韓国の進歩(革新)系最大野党「共に民主党」が「オランダの半導体メーカーASMLの韓国研究開発(R&D)センター建設は尹錫悦(ユン・ソンニョル)大統領の歴訪の成果ではない」と主張する論評を出したものの、事実と異なることが判明し、17日にこの論評を削除した。民主党は同日、新たな論評で「誤った点があれば謙虚に受け入れて正したい」とした。だがそう言いつつも「自身が有利であれば反撃し、不利であれば沈黙するのは被疑者の行いであって、大統領室の姿勢ではない」と非難した。民主党はこの日、およそ1100字の論評のうち900字を政権批判に当てた。きちんと確認せずに「フェイクニュース」をばらまいてしまったと主張を取り消しつつも、大統領室を非難したのだ。

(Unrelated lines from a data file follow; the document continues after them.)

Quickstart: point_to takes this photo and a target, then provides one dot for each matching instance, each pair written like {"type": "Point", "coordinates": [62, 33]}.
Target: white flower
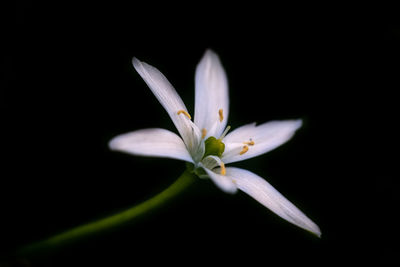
{"type": "Point", "coordinates": [205, 142]}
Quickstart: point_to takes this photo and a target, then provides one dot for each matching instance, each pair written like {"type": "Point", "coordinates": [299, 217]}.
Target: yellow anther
{"type": "Point", "coordinates": [185, 113]}
{"type": "Point", "coordinates": [223, 170]}
{"type": "Point", "coordinates": [244, 150]}
{"type": "Point", "coordinates": [203, 133]}
{"type": "Point", "coordinates": [250, 143]}
{"type": "Point", "coordinates": [221, 114]}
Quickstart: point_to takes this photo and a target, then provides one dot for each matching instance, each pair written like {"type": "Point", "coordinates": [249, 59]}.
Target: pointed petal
{"type": "Point", "coordinates": [169, 99]}
{"type": "Point", "coordinates": [153, 142]}
{"type": "Point", "coordinates": [263, 192]}
{"type": "Point", "coordinates": [211, 95]}
{"type": "Point", "coordinates": [224, 182]}
{"type": "Point", "coordinates": [266, 137]}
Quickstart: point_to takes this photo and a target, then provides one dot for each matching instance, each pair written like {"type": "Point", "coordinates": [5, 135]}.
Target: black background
{"type": "Point", "coordinates": [70, 87]}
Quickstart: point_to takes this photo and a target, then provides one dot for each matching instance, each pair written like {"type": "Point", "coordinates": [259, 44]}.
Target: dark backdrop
{"type": "Point", "coordinates": [70, 87]}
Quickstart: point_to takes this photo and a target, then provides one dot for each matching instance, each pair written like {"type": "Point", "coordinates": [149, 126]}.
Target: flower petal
{"type": "Point", "coordinates": [266, 137]}
{"type": "Point", "coordinates": [211, 95]}
{"type": "Point", "coordinates": [170, 100]}
{"type": "Point", "coordinates": [263, 192]}
{"type": "Point", "coordinates": [153, 142]}
{"type": "Point", "coordinates": [224, 182]}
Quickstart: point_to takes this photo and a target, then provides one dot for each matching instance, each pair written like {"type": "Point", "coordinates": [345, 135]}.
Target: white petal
{"type": "Point", "coordinates": [169, 99]}
{"type": "Point", "coordinates": [224, 182]}
{"type": "Point", "coordinates": [211, 94]}
{"type": "Point", "coordinates": [266, 137]}
{"type": "Point", "coordinates": [263, 192]}
{"type": "Point", "coordinates": [153, 142]}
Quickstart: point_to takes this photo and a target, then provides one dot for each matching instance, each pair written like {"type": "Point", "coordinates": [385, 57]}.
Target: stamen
{"type": "Point", "coordinates": [185, 113]}
{"type": "Point", "coordinates": [225, 132]}
{"type": "Point", "coordinates": [250, 143]}
{"type": "Point", "coordinates": [203, 133]}
{"type": "Point", "coordinates": [244, 150]}
{"type": "Point", "coordinates": [223, 170]}
{"type": "Point", "coordinates": [221, 115]}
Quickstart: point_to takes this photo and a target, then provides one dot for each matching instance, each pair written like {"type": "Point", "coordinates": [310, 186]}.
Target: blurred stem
{"type": "Point", "coordinates": [113, 221]}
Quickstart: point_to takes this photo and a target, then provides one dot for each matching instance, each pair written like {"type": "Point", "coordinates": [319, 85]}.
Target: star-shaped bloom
{"type": "Point", "coordinates": [205, 143]}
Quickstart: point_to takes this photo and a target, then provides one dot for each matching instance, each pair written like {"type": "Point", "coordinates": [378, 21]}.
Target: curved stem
{"type": "Point", "coordinates": [113, 221]}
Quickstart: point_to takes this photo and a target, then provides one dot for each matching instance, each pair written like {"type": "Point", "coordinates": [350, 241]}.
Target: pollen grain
{"type": "Point", "coordinates": [244, 150]}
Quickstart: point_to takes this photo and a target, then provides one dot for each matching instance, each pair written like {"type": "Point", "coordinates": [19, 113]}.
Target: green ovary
{"type": "Point", "coordinates": [213, 147]}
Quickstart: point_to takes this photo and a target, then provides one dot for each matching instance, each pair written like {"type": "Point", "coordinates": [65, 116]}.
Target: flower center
{"type": "Point", "coordinates": [213, 147]}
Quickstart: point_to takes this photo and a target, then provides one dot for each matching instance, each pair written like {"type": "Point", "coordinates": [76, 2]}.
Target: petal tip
{"type": "Point", "coordinates": [114, 144]}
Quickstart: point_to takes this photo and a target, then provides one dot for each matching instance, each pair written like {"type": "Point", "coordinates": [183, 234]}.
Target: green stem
{"type": "Point", "coordinates": [113, 221]}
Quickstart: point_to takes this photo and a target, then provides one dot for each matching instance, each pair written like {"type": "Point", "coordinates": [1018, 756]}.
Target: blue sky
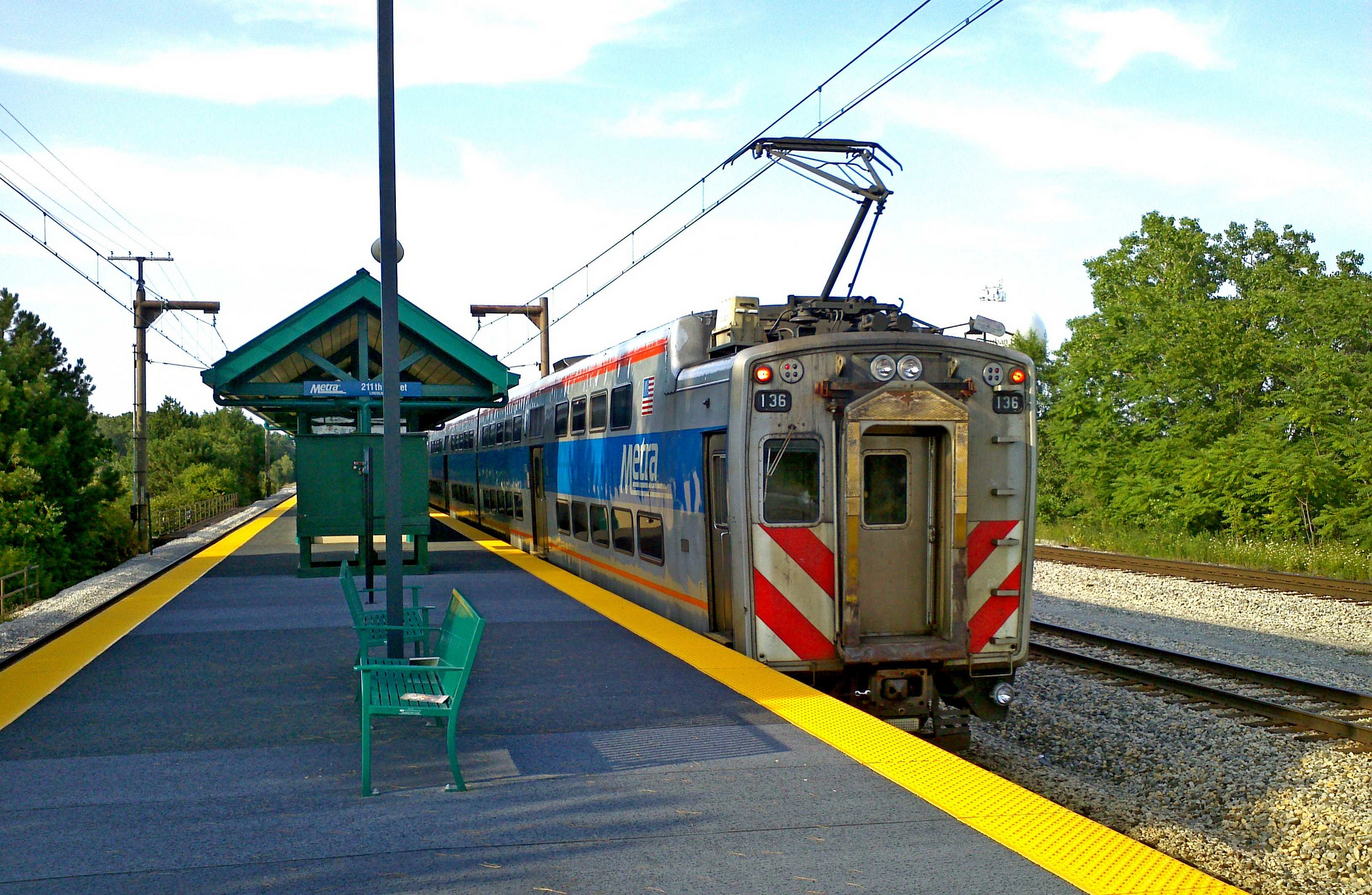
{"type": "Point", "coordinates": [241, 135]}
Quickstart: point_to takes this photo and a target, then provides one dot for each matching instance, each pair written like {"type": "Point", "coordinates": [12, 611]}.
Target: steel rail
{"type": "Point", "coordinates": [1253, 676]}
{"type": "Point", "coordinates": [1313, 585]}
{"type": "Point", "coordinates": [1284, 714]}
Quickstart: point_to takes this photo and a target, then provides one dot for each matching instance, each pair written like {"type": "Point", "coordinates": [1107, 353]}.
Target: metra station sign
{"type": "Point", "coordinates": [354, 389]}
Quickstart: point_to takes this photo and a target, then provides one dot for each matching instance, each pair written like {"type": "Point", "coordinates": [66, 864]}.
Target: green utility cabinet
{"type": "Point", "coordinates": [331, 496]}
{"type": "Point", "coordinates": [318, 374]}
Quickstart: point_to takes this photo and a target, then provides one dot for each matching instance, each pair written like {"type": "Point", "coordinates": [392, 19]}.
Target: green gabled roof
{"type": "Point", "coordinates": [336, 337]}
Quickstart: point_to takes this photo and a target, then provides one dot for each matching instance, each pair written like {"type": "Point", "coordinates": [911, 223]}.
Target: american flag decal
{"type": "Point", "coordinates": [645, 407]}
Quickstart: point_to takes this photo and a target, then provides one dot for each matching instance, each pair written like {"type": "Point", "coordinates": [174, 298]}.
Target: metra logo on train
{"type": "Point", "coordinates": [638, 471]}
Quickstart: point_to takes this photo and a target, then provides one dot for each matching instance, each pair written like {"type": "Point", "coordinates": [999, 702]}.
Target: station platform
{"type": "Point", "coordinates": [202, 736]}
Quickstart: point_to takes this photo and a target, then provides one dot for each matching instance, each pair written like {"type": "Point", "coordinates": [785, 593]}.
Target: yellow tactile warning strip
{"type": "Point", "coordinates": [32, 677]}
{"type": "Point", "coordinates": [1069, 846]}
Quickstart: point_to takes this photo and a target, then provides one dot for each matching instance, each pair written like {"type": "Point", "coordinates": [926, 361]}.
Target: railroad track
{"type": "Point", "coordinates": [1310, 585]}
{"type": "Point", "coordinates": [1288, 702]}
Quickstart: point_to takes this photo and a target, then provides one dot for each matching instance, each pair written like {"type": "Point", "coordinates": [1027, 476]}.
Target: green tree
{"type": "Point", "coordinates": [52, 477]}
{"type": "Point", "coordinates": [1220, 385]}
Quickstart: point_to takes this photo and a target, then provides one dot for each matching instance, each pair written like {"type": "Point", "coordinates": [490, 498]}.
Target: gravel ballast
{"type": "Point", "coordinates": [1264, 810]}
{"type": "Point", "coordinates": [47, 617]}
{"type": "Point", "coordinates": [1328, 641]}
{"type": "Point", "coordinates": [1271, 812]}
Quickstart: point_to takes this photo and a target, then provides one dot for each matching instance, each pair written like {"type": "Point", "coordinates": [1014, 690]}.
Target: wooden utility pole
{"type": "Point", "coordinates": [537, 315]}
{"type": "Point", "coordinates": [390, 328]}
{"type": "Point", "coordinates": [145, 314]}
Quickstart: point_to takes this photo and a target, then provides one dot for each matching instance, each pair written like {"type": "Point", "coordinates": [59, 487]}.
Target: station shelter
{"type": "Point", "coordinates": [318, 374]}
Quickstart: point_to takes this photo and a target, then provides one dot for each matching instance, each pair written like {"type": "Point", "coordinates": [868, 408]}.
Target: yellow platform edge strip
{"type": "Point", "coordinates": [31, 679]}
{"type": "Point", "coordinates": [1079, 850]}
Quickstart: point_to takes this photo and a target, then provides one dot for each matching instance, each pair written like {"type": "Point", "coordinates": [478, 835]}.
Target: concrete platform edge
{"type": "Point", "coordinates": [36, 624]}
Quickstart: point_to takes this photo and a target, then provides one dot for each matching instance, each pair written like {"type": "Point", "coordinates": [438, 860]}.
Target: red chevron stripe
{"type": "Point", "coordinates": [980, 541]}
{"type": "Point", "coordinates": [992, 614]}
{"type": "Point", "coordinates": [788, 622]}
{"type": "Point", "coordinates": [810, 553]}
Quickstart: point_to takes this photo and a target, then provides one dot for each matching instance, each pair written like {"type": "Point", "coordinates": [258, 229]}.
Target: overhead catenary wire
{"type": "Point", "coordinates": [78, 271]}
{"type": "Point", "coordinates": [705, 209]}
{"type": "Point", "coordinates": [701, 180]}
{"type": "Point", "coordinates": [120, 214]}
{"type": "Point", "coordinates": [170, 283]}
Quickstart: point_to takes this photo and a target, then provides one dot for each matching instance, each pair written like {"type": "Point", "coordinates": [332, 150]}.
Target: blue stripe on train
{"type": "Point", "coordinates": [656, 468]}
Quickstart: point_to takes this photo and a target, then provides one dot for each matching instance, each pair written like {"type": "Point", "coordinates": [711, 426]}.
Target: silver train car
{"type": "Point", "coordinates": [827, 486]}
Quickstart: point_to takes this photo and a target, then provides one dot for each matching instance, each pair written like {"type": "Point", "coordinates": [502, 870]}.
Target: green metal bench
{"type": "Point", "coordinates": [438, 679]}
{"type": "Point", "coordinates": [365, 621]}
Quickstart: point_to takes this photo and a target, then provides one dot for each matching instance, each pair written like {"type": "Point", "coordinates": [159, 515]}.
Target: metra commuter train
{"type": "Point", "coordinates": [827, 486]}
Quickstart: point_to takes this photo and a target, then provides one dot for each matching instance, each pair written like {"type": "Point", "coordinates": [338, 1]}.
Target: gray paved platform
{"type": "Point", "coordinates": [216, 750]}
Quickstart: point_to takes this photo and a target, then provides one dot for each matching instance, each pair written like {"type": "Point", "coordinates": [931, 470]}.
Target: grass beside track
{"type": "Point", "coordinates": [1330, 561]}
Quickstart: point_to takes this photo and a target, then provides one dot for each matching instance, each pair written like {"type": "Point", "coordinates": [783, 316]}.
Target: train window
{"type": "Point", "coordinates": [650, 537]}
{"type": "Point", "coordinates": [623, 522]}
{"type": "Point", "coordinates": [885, 489]}
{"type": "Point", "coordinates": [581, 523]}
{"type": "Point", "coordinates": [600, 526]}
{"type": "Point", "coordinates": [578, 416]}
{"type": "Point", "coordinates": [600, 411]}
{"type": "Point", "coordinates": [719, 488]}
{"type": "Point", "coordinates": [791, 482]}
{"type": "Point", "coordinates": [622, 407]}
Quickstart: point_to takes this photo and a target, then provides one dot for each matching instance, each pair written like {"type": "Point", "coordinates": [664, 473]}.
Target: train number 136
{"type": "Point", "coordinates": [774, 401]}
{"type": "Point", "coordinates": [1008, 401]}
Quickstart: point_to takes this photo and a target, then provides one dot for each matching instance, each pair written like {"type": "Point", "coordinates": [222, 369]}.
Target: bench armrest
{"type": "Point", "coordinates": [413, 590]}
{"type": "Point", "coordinates": [397, 628]}
{"type": "Point", "coordinates": [441, 666]}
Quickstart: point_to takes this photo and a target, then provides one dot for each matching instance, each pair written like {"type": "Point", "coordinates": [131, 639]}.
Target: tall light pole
{"type": "Point", "coordinates": [145, 314]}
{"type": "Point", "coordinates": [390, 328]}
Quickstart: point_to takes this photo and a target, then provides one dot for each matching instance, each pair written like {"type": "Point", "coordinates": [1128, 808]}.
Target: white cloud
{"type": "Point", "coordinates": [678, 116]}
{"type": "Point", "coordinates": [438, 42]}
{"type": "Point", "coordinates": [1106, 43]}
{"type": "Point", "coordinates": [1131, 143]}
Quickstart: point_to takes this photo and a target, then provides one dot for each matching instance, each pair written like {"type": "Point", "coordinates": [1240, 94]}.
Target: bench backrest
{"type": "Point", "coordinates": [354, 602]}
{"type": "Point", "coordinates": [458, 642]}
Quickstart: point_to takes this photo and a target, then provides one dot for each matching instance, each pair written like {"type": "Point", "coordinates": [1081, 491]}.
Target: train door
{"type": "Point", "coordinates": [538, 518]}
{"type": "Point", "coordinates": [896, 535]}
{"type": "Point", "coordinates": [721, 575]}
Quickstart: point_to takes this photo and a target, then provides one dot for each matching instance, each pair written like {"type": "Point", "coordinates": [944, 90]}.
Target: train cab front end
{"type": "Point", "coordinates": [888, 481]}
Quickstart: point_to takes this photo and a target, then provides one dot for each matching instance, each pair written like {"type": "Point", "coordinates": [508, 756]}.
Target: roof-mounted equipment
{"type": "Point", "coordinates": [852, 175]}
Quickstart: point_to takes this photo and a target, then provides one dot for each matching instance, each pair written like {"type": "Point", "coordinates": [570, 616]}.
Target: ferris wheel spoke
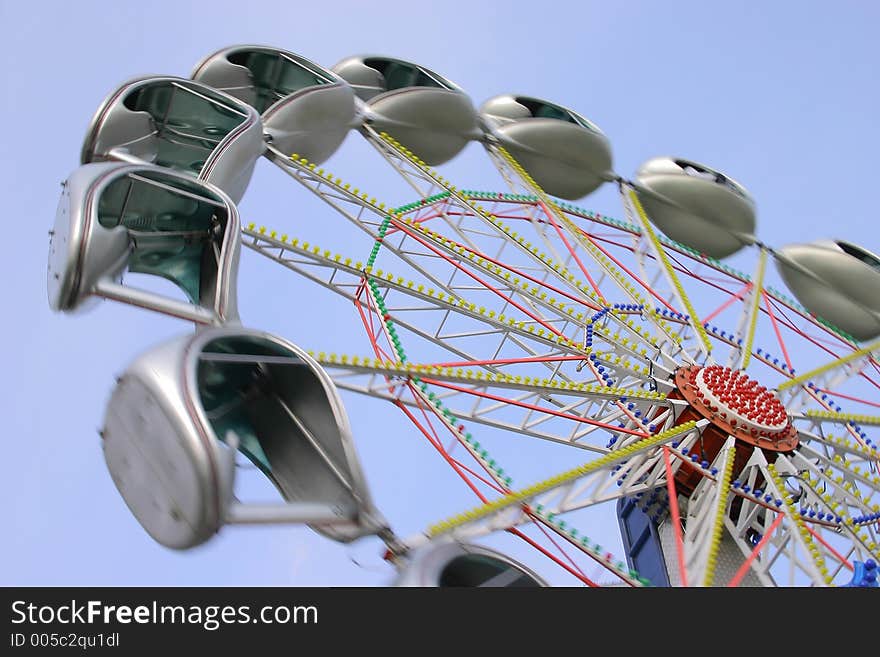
{"type": "Point", "coordinates": [744, 335]}
{"type": "Point", "coordinates": [632, 203]}
{"type": "Point", "coordinates": [835, 371]}
{"type": "Point", "coordinates": [704, 523]}
{"type": "Point", "coordinates": [404, 157]}
{"type": "Point", "coordinates": [456, 207]}
{"type": "Point", "coordinates": [625, 451]}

民主党は今月15日に論評で「尹大統領のオランダ訪問は、企業と自治体がつくり出した成果に無賃乗車して功績を横取りしようとした便乗歴訪」だとし「ただ乗り外交で国民を欺瞞(ぎまん)するな」と非難した。さらに「ASMLの韓国R&Dセンターは今年11月に建設に着手したもの」と主張した。だがこれは、民主党が事実関係を誤って把握したことで生じた錯誤だった。大統領室は、サムスン電子とASMLが共同で1兆ウォン(現在のレートで約1100億円)を投資し、次世代極紫外線(EUV)ベースの先端半導体製造工程を共同開発するプロジェクトを発表したのだが、民主党はこれを、2021年にASMLが京畿道・華城市と共に設立することとした教育・装備支援センターと混同したのだ。
民主党が削除した論評で繰り広げていた主張は、今月12日から、李在明(イ・ジェミョン)代表のファンサイト「在明の村」や親野党系オンラインコミュニティ―を中心に提起されていたフェイクニュースだった。ところが、167議席を擁する最大野党の民主党が、これを取り込んで拡大再生産したのだ。民主党関係者はこの日、本紙の取材に対し「ファクトチェックをすると言っても、(ASML韓国センターに関する)新しい覚書の発表は政府が行うもので、われわれは野党なので錯誤があったようだ」と語った。
民主党は「誤りを謙虚に受け入れる」としつつも「大統領室は有利な時にだけ口を開き、不利になると隠れてしまう無責任な態度から抜け出すべき」と攻勢を繰り広げた。その上で、金建希(キム・ゴンヒ)大統領夫人の疑惑、海兵隊チェ・スグン1等兵死亡事件外圧疑惑、万博開催地投票4日前爆弾酒会食疑惑などについて大統領室が立場を明らかにすることを求めた。民主党のある非主流派議員は「報道機関で考えてみると、大誤報をやっておきながら逆に大声を上げているようなもので、国民に顔向けできない」と語った。